Translating Research Into Health Benefits: Returning Research Results & Incidental Findings

Award Year:
2011
Investigator:
Susan Wolf
Budget:
$333,132
Categories:
Medical Ethics, Human Subjects Research
Abstract:
Tremendous debate surrounds the question of whether researchers have a duty to offer research participants incidental findings (IFs) or individual research results (IRRs) of potential health importance that are discovered in the course of conducting the research. When neuroscience researchers obtain an MRI scan of the brain, they risk stumbling upon a brain tumor or other IF of potential life-and-death significance. When researchers collect genetic data, they may discover unexpected findings ranging from chromosomal abnormalities to gene variants predicting a catastrophic reaction to common medications. There is no agreement on how to handle these findings and whether to offer them back to individual research participants and affected subpopulations.

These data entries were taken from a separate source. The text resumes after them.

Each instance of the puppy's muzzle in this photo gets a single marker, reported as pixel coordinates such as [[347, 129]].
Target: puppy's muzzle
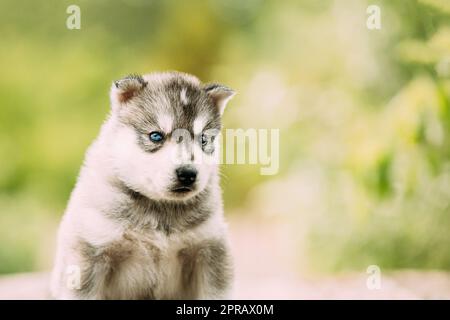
[[186, 175]]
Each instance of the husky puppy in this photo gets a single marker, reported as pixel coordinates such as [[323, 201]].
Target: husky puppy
[[145, 219]]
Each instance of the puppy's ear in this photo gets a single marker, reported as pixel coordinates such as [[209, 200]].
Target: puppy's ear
[[125, 89], [219, 94]]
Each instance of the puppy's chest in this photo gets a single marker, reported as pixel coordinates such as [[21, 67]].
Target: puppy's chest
[[148, 266]]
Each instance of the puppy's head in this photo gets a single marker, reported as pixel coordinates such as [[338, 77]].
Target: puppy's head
[[164, 141]]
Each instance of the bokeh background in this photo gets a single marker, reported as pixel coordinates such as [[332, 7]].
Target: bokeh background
[[364, 119]]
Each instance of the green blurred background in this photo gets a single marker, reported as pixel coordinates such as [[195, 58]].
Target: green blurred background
[[364, 116]]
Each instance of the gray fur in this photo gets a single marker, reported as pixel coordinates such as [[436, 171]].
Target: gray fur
[[126, 228]]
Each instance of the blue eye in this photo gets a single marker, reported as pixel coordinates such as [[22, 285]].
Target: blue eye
[[156, 136], [204, 140]]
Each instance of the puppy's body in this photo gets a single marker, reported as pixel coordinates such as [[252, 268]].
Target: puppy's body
[[134, 228]]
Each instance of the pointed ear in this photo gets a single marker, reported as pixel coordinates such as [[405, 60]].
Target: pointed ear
[[125, 89], [219, 94]]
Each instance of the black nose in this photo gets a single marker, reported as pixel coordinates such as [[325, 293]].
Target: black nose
[[186, 175]]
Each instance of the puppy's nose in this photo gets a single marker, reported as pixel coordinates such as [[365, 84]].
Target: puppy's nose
[[186, 175]]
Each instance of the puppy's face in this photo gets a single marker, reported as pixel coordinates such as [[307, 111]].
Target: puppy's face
[[164, 143]]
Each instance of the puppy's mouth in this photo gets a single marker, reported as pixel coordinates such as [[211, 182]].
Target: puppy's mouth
[[182, 190]]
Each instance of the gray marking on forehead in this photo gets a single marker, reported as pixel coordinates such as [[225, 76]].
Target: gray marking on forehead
[[163, 95]]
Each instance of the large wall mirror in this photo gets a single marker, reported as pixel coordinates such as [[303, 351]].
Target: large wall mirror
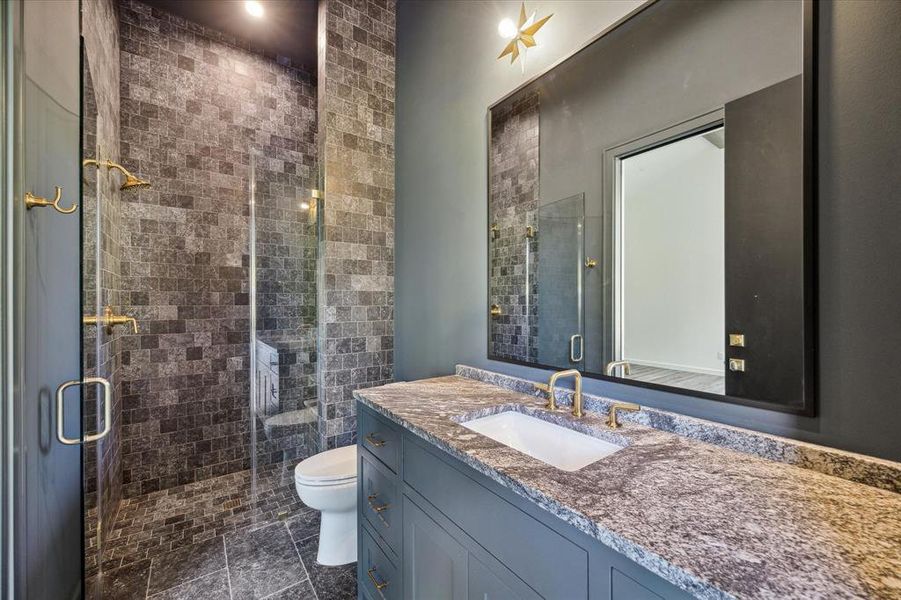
[[651, 206]]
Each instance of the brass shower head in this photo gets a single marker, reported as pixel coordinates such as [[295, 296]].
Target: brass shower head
[[131, 180]]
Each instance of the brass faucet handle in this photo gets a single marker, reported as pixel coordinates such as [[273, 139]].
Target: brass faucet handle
[[612, 423], [545, 389]]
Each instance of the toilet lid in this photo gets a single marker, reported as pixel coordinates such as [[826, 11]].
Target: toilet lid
[[329, 467]]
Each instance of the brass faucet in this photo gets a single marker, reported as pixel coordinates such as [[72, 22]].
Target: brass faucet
[[611, 366], [109, 320], [577, 395], [612, 423]]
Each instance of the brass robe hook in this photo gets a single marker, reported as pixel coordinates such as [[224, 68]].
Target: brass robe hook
[[32, 201]]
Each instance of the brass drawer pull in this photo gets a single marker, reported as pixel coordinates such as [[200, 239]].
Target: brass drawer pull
[[379, 585], [32, 201], [375, 442], [378, 509]]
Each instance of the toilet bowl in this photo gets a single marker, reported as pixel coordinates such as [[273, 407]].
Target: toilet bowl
[[327, 482]]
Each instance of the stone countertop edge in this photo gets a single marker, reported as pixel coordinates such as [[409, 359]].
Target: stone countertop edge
[[654, 563], [697, 546], [859, 468]]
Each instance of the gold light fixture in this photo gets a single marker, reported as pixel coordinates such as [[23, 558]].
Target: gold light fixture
[[522, 33]]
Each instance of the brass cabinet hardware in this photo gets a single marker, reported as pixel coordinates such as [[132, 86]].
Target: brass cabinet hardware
[[107, 410], [611, 422], [371, 498], [611, 367], [572, 348], [378, 509], [577, 394], [109, 320], [737, 364], [379, 585], [737, 340], [375, 442], [32, 201]]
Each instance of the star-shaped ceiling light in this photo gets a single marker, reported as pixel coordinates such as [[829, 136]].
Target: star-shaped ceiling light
[[524, 33]]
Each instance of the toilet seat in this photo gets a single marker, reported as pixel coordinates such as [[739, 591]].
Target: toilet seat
[[329, 468]]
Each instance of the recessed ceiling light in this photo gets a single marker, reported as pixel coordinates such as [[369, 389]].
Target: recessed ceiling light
[[254, 8]]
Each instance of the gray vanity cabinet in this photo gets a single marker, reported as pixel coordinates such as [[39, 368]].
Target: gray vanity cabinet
[[445, 531], [435, 564]]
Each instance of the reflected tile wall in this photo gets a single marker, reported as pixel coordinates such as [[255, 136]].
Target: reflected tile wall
[[513, 206]]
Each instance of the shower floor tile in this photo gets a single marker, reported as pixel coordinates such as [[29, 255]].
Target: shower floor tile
[[227, 537]]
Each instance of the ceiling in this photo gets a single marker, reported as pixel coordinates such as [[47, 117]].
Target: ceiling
[[287, 27]]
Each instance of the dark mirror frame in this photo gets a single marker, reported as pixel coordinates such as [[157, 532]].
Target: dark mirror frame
[[806, 404]]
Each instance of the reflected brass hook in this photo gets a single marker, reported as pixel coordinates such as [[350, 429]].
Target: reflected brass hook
[[32, 201]]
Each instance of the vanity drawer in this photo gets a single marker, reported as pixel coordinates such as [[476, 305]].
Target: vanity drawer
[[380, 501], [378, 577], [509, 534], [379, 437]]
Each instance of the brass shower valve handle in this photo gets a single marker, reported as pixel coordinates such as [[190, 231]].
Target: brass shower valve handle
[[109, 320], [32, 201]]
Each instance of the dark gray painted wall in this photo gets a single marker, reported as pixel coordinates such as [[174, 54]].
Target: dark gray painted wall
[[447, 77]]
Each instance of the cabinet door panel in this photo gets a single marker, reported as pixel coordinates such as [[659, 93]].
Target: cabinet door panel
[[485, 585], [435, 564], [623, 587]]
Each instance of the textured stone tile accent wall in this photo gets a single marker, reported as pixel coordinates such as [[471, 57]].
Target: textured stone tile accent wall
[[356, 130], [102, 281], [194, 103], [513, 206]]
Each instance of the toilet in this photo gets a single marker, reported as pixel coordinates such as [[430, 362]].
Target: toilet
[[327, 482]]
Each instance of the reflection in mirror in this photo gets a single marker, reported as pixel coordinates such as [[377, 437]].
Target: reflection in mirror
[[629, 234], [669, 263]]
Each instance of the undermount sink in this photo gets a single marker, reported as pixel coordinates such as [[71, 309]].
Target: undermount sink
[[557, 446]]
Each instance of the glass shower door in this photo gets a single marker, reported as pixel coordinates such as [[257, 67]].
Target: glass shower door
[[98, 354], [283, 245], [560, 267]]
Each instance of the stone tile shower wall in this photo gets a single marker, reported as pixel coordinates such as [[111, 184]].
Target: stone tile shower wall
[[356, 107], [193, 104], [513, 202], [100, 121]]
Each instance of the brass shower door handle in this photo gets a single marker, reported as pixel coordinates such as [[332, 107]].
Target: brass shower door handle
[[60, 411], [32, 201], [572, 348]]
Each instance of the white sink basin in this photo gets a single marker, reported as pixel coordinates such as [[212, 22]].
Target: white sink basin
[[557, 446]]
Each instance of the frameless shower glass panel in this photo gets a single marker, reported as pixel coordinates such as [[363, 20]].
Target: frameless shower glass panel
[[558, 333], [284, 239], [96, 355]]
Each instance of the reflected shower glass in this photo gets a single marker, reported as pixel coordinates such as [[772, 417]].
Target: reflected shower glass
[[558, 332]]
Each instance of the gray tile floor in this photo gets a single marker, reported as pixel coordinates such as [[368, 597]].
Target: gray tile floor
[[246, 542]]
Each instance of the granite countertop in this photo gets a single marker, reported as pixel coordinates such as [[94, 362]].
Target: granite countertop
[[713, 521]]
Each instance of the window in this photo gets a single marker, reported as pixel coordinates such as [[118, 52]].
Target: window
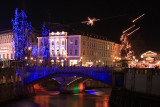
[[41, 43], [76, 42], [32, 39], [11, 56], [53, 52], [58, 52], [76, 52], [83, 52], [71, 42], [52, 42], [62, 42], [83, 42], [57, 42], [70, 52]]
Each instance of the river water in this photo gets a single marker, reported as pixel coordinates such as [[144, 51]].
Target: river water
[[90, 98]]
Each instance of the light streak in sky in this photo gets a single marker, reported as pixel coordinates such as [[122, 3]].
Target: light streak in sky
[[90, 21], [138, 18]]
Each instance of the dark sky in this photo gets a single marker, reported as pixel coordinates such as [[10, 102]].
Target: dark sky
[[115, 15]]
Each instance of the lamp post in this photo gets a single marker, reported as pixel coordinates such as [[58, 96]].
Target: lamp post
[[81, 60]]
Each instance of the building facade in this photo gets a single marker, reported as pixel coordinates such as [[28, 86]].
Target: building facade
[[149, 59], [79, 50], [6, 44]]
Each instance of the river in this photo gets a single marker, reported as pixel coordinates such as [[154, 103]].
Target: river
[[90, 98]]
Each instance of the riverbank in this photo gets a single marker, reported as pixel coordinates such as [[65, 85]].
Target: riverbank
[[124, 98], [55, 99]]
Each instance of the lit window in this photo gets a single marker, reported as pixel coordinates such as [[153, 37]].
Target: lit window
[[71, 42], [52, 42], [62, 42], [7, 56], [4, 56], [83, 52], [70, 52], [57, 42], [53, 52], [41, 43]]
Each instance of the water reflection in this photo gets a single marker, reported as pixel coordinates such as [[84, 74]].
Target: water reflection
[[55, 99]]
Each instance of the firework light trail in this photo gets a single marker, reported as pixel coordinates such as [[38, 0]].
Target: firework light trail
[[133, 21], [90, 21]]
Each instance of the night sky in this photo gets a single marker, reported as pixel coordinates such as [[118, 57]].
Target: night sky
[[115, 15]]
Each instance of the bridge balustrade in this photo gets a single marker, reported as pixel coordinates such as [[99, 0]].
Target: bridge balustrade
[[35, 73]]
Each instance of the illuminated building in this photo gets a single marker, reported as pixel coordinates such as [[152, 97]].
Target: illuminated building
[[80, 50], [6, 43], [149, 59]]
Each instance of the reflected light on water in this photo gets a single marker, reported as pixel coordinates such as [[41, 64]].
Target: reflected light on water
[[42, 100]]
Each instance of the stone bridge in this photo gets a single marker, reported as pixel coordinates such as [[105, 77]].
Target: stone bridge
[[36, 74]]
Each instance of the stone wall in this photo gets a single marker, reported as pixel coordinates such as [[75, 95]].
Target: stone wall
[[145, 81], [12, 87]]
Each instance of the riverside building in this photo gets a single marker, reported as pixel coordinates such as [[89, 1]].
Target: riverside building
[[79, 50]]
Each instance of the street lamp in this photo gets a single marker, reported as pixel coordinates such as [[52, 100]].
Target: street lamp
[[81, 60]]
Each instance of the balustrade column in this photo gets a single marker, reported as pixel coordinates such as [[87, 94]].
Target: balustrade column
[[133, 79], [113, 79], [149, 81]]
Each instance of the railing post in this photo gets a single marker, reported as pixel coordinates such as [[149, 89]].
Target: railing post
[[149, 81], [133, 79], [125, 76], [113, 79]]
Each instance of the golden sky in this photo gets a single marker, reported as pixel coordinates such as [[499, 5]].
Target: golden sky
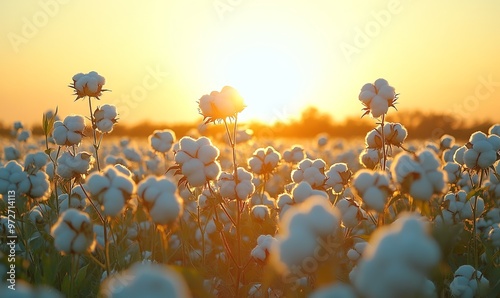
[[160, 57]]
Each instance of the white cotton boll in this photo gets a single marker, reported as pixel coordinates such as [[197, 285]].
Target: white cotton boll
[[132, 155], [405, 251], [73, 233], [260, 212], [40, 186], [299, 230], [468, 282], [11, 153], [337, 290], [494, 130], [13, 177], [146, 280], [162, 140], [453, 172]]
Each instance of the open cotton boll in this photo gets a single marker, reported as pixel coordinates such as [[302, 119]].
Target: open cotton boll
[[300, 229], [11, 153], [69, 166], [13, 177], [468, 282], [197, 160], [419, 175], [338, 177], [70, 131], [311, 171], [162, 140], [261, 252], [351, 212], [264, 160], [111, 188], [161, 199], [145, 280], [73, 233], [337, 290], [373, 188], [405, 251], [294, 155]]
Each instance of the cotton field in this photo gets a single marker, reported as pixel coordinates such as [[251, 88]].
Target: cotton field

In the past, most researchers have declined to return individual findings, on the grounds that investigators are engaged in research, not clinical care. Yet an increasing number of researchers have become uncomfortable with this tradition of silence, and emerging data suggest that many people want and even expect to receive notice of clinically important research findings. A major controversy has thus arisen over return of IFs and IRRs. The question of whether researchers should return these research findings to individual participants for clinical benefit challenges the traditional line drawn between research and clinical care, a line historically fundamental to the structure of research practice, health law, and bioethics. Reconsidering how we draw that line by contemplating return of incidental findings and research results has enormous health policy implications. At stake is how we conduct human subjects research, its relationship to clinical care, and whether we can harvest the potential health benefits to individuals flowing from research without unduly burdening that research effort. Susan M. Wolf, J.D., who has led NIH-funded work on these issues, will use multiple research methods to generate a groundbreaking book, as well as journal articles on the public health, public policy, legal, and ethical implications. This project promises to shape public policy and research practice by asking what researchers owe individual research participants and how research findings can translate appropriately into clinical care.